= Pasadena Waldorf School =

Co-educational school in California, US

Pasadena Waldorf School is a closed co-educational Waldorf school in Altadena established in 1979 and whose educational system is based on the methods of Rudolf Steiner. The building burned down during the 2025 Eaton Fire, the school however has plans to rebuild and resume operations in the future.

== Overview ==
The Pasadena Waldorf School was started as a K-8 school in 1979, and has since expanded to offer Preschool through 12th Grade.

The school is situated on two campuses spanning 9 acre in Altadena, California. The Paquita Lick Machris Campus offering grades K-8 is located at 209 E. Mariposa St, and the McComb Campus offering early childhood, preschool and high school is located at 536 E. Mendocino St, just 3 blocks away.

Their religious affiliation is nonsectarian.

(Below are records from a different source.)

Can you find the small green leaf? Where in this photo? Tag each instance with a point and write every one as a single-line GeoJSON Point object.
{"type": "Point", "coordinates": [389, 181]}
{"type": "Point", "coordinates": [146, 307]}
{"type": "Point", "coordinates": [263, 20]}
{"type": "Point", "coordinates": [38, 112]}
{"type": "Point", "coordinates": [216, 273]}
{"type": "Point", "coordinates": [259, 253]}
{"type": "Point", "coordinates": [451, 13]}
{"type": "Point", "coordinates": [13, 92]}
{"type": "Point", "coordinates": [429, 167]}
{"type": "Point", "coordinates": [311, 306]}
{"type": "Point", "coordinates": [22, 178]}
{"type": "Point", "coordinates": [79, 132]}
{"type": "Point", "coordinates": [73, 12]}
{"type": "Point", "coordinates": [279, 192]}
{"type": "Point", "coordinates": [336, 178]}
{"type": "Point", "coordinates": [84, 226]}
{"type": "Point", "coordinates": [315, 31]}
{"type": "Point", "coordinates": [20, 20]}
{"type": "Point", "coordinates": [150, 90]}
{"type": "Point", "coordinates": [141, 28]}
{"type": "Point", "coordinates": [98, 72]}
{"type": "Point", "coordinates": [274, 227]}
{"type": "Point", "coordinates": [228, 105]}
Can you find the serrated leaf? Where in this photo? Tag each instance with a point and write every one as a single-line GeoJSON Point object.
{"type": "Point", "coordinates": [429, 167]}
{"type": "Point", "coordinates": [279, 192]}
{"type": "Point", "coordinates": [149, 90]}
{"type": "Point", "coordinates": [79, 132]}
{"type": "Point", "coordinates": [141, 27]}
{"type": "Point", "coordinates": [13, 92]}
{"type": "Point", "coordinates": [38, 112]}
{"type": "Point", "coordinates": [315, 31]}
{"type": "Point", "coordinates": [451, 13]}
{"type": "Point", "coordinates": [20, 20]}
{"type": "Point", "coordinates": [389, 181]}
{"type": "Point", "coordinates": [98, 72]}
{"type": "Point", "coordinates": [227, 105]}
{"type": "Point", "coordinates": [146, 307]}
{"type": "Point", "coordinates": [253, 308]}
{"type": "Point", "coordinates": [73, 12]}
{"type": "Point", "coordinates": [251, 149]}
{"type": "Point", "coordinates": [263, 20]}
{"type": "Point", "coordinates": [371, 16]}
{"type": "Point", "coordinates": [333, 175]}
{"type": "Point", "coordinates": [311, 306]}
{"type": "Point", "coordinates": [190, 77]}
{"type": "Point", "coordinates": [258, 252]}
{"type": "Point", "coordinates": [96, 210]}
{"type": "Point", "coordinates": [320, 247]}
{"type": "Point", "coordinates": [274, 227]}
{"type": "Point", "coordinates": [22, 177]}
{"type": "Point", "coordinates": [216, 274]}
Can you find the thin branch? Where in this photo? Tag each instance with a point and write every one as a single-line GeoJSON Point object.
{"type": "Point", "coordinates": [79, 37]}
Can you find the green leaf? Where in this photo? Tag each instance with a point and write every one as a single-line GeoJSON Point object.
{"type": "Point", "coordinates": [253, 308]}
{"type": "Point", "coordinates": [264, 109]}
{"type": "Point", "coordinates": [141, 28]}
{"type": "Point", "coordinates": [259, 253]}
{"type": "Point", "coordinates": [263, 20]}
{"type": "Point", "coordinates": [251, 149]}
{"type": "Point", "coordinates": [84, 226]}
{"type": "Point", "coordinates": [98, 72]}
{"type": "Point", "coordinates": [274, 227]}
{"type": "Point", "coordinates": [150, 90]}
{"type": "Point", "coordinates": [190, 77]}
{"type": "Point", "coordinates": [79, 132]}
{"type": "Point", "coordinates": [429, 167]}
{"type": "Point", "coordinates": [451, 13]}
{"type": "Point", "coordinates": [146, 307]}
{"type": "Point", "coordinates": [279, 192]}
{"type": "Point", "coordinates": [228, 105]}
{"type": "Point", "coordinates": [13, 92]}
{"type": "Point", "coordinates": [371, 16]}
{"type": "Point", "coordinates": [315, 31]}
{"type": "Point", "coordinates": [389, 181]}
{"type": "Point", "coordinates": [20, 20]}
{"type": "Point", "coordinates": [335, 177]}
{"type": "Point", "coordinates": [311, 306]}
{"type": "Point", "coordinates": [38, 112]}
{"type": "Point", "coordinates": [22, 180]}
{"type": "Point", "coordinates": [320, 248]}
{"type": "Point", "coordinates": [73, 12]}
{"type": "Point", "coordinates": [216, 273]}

== Academics and faculty ==
The student to teacher ratio is 9:1 (national average is 13:1) with 25% of faculty with advanced degrees.

== Support programmes ==
They provide organizational support for high school students with IEP or 504 plan.

== Student body ==
There are 300 students, and class sizes typically range from 18 to 25.

== Financial aid ==
They provide an average financial aid of $10000 and has 28% accepting the same.

== Sports ==
They offer four sports (Basketball, Flag Football, Track and Field, Volleyball) and 16 extracurriculars. In 2017 they formed a shared high school athletics team with Judson International School with the approval of California Interscholastic Federation Southern Section (CIF).